Türken quälen 12-Jährigen – Ermittlungen eingestellt
„Vielfalt ist unsere Stärke“ ist das Motto des „besten Deutschlands, das wir je hatten“. Die Frage stellt sich: Wessen Stärke genau? Das Mantra bietet sich als Rechtfertigung, Deutschland zu entdeutschen und Nichtdeutsche zu befähigen. Wo der forcierte hochgradige Multikulturalismus herrscht, hat der Einheimische verloren. Ob das Kind in diesem Fall, über den die Junge Freiheit schreibt, sich über dessen „Stärke“ bewusst war? Oder waren es eher die Täter, die wussten, dass man im bunten Deutschland auch mit abscheulicher Gewalt durchkommt, wenn die Herkunft von Täter und Opfer politisch „richtig“ steht?
„Eine Gruppe türkischsprechender Schüler quält einen zwölfjährigen.

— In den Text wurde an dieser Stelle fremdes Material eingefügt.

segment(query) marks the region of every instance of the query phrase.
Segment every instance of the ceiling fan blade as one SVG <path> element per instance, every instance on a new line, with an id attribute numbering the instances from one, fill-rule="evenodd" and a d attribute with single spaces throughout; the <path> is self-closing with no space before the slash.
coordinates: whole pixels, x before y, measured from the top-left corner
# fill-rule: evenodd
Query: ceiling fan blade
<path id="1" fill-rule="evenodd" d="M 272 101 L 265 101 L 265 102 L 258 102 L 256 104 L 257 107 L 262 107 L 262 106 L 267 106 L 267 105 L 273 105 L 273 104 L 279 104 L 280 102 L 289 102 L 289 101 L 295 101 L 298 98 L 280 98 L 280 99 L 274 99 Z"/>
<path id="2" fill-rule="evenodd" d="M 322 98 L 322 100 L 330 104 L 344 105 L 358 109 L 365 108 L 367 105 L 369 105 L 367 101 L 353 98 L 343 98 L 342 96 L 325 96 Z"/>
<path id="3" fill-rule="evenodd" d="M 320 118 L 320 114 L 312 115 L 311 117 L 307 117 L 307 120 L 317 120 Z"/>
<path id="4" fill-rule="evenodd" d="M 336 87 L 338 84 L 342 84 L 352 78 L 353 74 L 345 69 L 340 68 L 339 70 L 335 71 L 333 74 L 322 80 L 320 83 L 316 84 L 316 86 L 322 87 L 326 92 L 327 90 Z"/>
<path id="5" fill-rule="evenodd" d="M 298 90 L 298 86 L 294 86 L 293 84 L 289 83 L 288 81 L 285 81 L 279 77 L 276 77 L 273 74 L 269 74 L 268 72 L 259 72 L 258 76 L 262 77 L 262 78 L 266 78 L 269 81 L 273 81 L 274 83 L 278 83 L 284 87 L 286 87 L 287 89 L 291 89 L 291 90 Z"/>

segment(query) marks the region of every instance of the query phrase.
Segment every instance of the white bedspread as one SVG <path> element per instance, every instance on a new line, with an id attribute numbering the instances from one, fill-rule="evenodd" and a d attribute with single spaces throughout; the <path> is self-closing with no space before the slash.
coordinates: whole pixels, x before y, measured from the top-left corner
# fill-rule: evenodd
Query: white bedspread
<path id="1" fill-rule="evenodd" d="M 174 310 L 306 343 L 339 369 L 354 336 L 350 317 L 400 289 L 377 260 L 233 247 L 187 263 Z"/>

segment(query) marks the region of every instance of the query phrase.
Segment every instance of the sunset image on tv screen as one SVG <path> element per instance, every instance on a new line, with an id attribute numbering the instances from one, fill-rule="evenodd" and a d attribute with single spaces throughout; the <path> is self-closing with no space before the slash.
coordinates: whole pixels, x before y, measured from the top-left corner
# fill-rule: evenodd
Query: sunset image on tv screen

Immer wieder wird er geschlagen und beschimpft, während er vor ihnen knien muß.“
Was erwartet die Clique von Gewalttätern nun im „besten Deutschland“?
„Da auch der Haupttäter minderjährig ist, wurden alle Ermittlungen unverzüglich eingestellt.“
Also keine Konsequenzen? Kommt man als junger Gewalttäter einfach so davon?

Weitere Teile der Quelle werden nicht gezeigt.